Project information

Summary

SOON-RL is a Reinforcement Learning (RL) project designed to optimize manufacturing workshop production within a multi-agent environment. The goal was to train an AI system to efficiently manage a sequence of specialized machines to fulfill production orders in the minimum amount of time, dynamically adapting to disruptions like machine failures.

I developed a custom simulation environment using Python, Gym, and SimPy. To support complex multi-agent training, I transitioned the architecture from Stable Baselines to Ray RLlib, allowing multiple machines to learn collaboratively. By leveraging Ray Tune for rigorous hyperparameter and reward optimization, the final trained agents successfully learned to route production and reconfigure machines to achieve the absolute mathematical minimum number of production steps.
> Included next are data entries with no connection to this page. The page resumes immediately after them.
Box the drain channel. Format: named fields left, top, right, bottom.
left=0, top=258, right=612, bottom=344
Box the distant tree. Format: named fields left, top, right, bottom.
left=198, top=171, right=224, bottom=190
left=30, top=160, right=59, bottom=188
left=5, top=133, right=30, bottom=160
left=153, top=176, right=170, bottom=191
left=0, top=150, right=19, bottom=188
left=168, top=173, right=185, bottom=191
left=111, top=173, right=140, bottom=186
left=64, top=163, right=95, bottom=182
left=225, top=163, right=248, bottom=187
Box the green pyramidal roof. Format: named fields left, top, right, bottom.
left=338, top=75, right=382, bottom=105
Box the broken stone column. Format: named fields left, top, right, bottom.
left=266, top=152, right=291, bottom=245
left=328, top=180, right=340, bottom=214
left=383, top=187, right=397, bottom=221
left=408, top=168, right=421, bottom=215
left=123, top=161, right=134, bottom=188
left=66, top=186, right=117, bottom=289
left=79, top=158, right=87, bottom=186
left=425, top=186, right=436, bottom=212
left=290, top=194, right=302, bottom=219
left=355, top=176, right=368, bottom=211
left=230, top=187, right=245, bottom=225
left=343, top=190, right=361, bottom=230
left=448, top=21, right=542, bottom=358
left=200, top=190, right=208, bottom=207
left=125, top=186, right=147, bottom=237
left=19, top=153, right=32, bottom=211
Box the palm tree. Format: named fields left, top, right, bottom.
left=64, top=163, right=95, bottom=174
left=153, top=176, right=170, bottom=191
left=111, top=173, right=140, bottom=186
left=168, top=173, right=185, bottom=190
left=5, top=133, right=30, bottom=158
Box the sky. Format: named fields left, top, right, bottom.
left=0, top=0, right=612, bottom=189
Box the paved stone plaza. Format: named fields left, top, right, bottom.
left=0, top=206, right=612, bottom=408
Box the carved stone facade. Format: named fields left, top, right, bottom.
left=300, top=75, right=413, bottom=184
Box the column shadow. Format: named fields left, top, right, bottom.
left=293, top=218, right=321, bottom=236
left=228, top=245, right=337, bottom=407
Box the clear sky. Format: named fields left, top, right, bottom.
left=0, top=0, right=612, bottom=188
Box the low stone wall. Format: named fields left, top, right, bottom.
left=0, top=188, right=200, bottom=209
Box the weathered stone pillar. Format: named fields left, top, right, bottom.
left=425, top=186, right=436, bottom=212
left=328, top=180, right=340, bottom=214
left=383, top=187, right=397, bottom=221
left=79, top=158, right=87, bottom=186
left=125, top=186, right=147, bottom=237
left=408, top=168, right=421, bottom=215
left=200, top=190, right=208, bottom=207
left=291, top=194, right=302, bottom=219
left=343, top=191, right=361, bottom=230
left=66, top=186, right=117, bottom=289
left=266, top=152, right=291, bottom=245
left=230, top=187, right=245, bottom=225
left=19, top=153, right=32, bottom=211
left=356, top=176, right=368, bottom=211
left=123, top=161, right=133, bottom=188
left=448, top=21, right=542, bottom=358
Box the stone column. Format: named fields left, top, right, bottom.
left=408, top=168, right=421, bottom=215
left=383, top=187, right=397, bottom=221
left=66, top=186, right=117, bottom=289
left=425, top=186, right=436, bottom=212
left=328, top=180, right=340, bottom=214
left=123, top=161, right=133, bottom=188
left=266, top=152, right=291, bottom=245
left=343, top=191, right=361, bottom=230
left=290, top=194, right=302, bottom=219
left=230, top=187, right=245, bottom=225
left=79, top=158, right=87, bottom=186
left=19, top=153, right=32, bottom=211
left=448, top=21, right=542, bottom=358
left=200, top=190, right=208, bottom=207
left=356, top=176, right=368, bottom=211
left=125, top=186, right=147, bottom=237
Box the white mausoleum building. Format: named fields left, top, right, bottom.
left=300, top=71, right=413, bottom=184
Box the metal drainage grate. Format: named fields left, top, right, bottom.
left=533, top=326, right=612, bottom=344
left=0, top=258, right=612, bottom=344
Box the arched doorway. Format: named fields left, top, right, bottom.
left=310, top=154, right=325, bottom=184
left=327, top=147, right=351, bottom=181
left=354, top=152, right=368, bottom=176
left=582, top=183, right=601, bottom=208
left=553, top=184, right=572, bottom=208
Technical Details & Scenarios

The core challenge was orchestrating a sequence of machines (e.g., producing part A1 → B1 → C1) that needed to work collaboratively. Each machine agent had to decide between four discrete actions at any given time: Wait, Reconfigure, Fetch Parts, or Produce, based on real-time storage levels, recipes, and the statuses of other machines.

To ensure the RL agents were robust, they were trained and evaluated across three increasingly complex scenarios:

  • Scenario 1 (Dynamic Reconfiguration): Fulfilling standard sequential orders, requiring agents to learn when to reconfigure themselves to produce a new type of part when order requirements changed.
  • Scenario 2 (Fault Tolerance): Simulating sudden mechanical breakdowns mid-production. The surviving machines had to autonomously reconfigure their tasks to compensate for the offline machine and prevent bottlenecks.
  • Scenario 3 (Parallel Processing): Handling simultaneous orders of varying lengths. The agents learned to dynamically shift resources from a completed short order to assist with a longer, ongoing order to minimize total operational time.
  • Project Background & Evolution

    This project originally began as my Bachelor's thesis, initially developed in C# using Unity and Unity ML-Agents with a custom UI for configuring workshop layouts. Because of the project's success, I was brought on as a Research Assistant at HE-Arc to continue its development, successfully migrating the framework to Python for deeper algorithmic control and advanced multi-agent scaling.